Systemisch gesehen sind Symptome keine „Störungen“ oder „Krankheiten“ im klassischen Sinn. Wir betrachten sie vielmehr als intelligente Anpassungsleistungen oder Lösungsversuche für Anforderungen eines Systems in Wechselwirkung mit seinen Umwelten. Wir fragen daher weniger nach dem „Warum“ (Ursachenforschung in der Vergangenheit), sondern nach der Funktion in der Gegenwart:

  • Welche Stabilität sichert das Symptom im psychischen Haushalt?
  • Welche Kommunikation ersetzt oder verhindert es im sozialen System?
  • Für welches Problem ist dieses Muster die (bisher) beste Lösung?
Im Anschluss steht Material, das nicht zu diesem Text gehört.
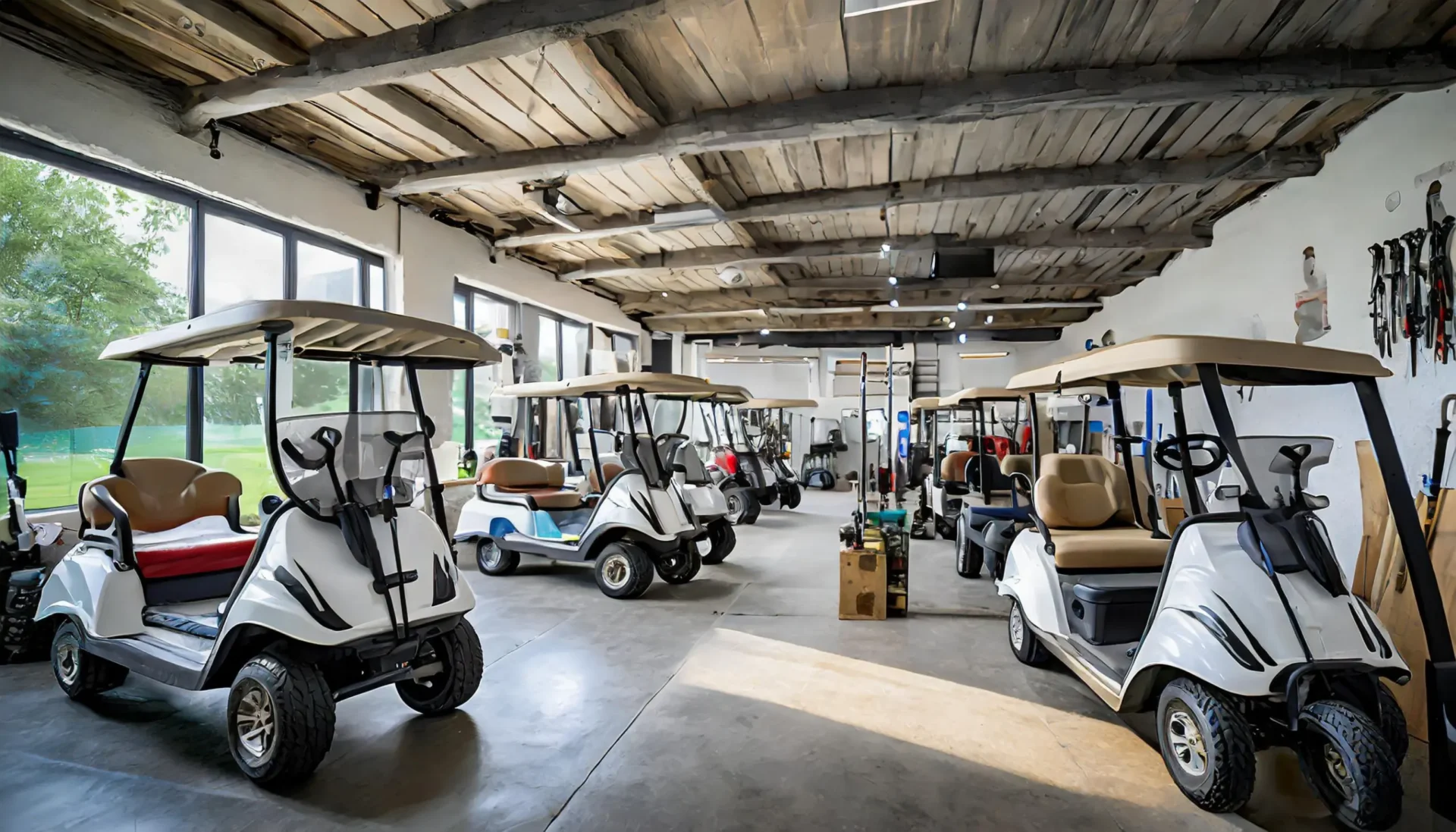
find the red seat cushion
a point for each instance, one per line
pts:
(210, 555)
Erweiterung des Möglichkeitsraums durch Nutzung unwillkürlicher Prozesse

Unser bewusstes Denken („Ich will das ändern“) ist oft ein begrenzter Akteur. Viele unserer Muster – ob Ängste oder Blockaden – laufen jedoch unwillkürlich ab; sie „passieren“ uns einfach, schneller als wir denken können. Um auch diese Ebenen zu erreichen, integriere ich hypnosystemische Konzepte. Das hat nichts mit „Wegtreten“ oder Kontrollverlust zu tun. Vielmehr geht es um eine gezielte Fokussierung der Aufmerksamkeit. Indem wir im Gespräch Bilder, Metaphern oder Körperwahrnehmungen nutzen, erhält das psychische System Zugriff auf sein implizites Wissen und seine Kompetenzen – Ressourcen, die auf der rein sprachlich-analytischen Ebene oft nicht gut zugänglich sind.